UEFA's chief refereeing officer Pierluigi Collina – who took charge of some of the biggest occasions in football during his own outstanding career – was on hand at UEFA's winter referees' course in Rome to give newcomers to the FIFA international list a comprehensive introduction to the high-pressure, high-stakes modern European game.
Collina was joined by the chairman of the UEFA Referees Committee, Ángel María Villar Llona, in opening the 22nd UEFA Introductory Course for International Referees and urging the young referees to show responsibility and dedication to their profession. The match officials heard that meticulous preparation, courage and consistency in taking decisions, knowledge of football tactics and players, and a belief in their own abilities are all crucial parts of a top referee's armoury.
The course is the first to feature men and women referees. "It has special importance in the development of men and women referees," said Villar Llona. "The UEFA Referees Committee is investing much in you – please take the opportunity that you are being given. And be aware of your responsibilities in representing UEFA and your country."
Pierluigi Collina developed the topic of responsibility. "Understand that you are representing your national association, UEFA and yourself," he reflected. "Remember that many people, including young referees, will be looking at you as a role model, which is not only an honour, but also a major responsibility."
"Be prepared" was a key element of Collina's message to the refereeing "rookies". Given the speed of the modern-day game and the intense media focus, referees had to be prepared to handle pressure in taking decisions, often in a split-second. "Consistency is also key," he added. "The ultimate target for a referee is to be accepted – with decisions being accepted even if they are not agreed with, or even if a decision is wrong. It is a great goal achieved when players trust in you."

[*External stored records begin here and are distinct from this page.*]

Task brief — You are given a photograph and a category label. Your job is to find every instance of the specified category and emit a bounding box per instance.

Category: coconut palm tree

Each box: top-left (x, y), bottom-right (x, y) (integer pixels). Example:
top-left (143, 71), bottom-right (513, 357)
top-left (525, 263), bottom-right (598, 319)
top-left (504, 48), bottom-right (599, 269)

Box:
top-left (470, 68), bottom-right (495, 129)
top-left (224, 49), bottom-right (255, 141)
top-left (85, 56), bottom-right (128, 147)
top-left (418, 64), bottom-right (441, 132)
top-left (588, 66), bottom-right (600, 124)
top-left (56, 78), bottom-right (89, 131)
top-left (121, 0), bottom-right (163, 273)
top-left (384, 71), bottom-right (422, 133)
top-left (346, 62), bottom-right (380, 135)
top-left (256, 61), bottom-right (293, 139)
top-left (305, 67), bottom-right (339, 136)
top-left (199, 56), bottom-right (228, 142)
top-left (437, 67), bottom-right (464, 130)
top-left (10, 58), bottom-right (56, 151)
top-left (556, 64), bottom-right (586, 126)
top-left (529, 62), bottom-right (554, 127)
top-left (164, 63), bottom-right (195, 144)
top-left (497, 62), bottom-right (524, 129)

Collina encouraged the referees to protect the players, for example, from aggressive tackling which could endanger a career, and to not accept mobbing by players. The two issues have been a top priority for UEFA in recent years as part of strenuous efforts to protect the image of the game.

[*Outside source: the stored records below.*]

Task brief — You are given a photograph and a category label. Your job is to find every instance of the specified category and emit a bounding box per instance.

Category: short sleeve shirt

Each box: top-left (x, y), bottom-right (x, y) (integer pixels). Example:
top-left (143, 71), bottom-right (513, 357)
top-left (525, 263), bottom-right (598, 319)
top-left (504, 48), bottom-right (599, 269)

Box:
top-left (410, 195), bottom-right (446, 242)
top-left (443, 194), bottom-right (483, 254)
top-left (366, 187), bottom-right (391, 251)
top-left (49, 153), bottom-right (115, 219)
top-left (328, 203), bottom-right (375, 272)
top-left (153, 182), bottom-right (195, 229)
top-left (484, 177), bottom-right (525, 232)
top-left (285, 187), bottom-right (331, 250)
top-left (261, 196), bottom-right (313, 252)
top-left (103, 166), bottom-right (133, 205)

In addition to firm and brave decision-making, Collina stressed that the current-day top referee was an athlete and therefore had to be 100% fit to maintain standards until the end of the match. To underline that point, the Italian showed a video of the last three minutes of the 1999 UEFA Champions League final – a game he refereed – when Manchester United FC scored two late goals to beat FC Bayern München. "Even if you are tired, you have to be ready for something like this to happen so that you can take the correct decision if necessary," he said.
Part of a referee's preparation includes studying the teams' tactics and players' traits ahead of a match. "Doing this, you are one step ahead," Collina emphasised. "You can predict, know and understand what might happen in a situation." Referees, he said, should never be afraid to look for the small details as part of their work – and it was essential that referees, their assistants, additional assistants and fourth officials looked to interact and produce consistency and quality as a team.
Mental strength is a "must" if a referee wants to be successful. "Be self-confident and trust in yourselves," Collina said. "Be open to change ... know your strengths and your weaknesses, and be able to take positives even from negative situations. Learn from your mistakes, because in doing so you will come back stronger.
"You are on the first step of a long staircase," Collina concluded. "Be proud and be happy that you are part of a small group of top European referees. It's a great privilege for you. Be committed, be responsible – and be ready."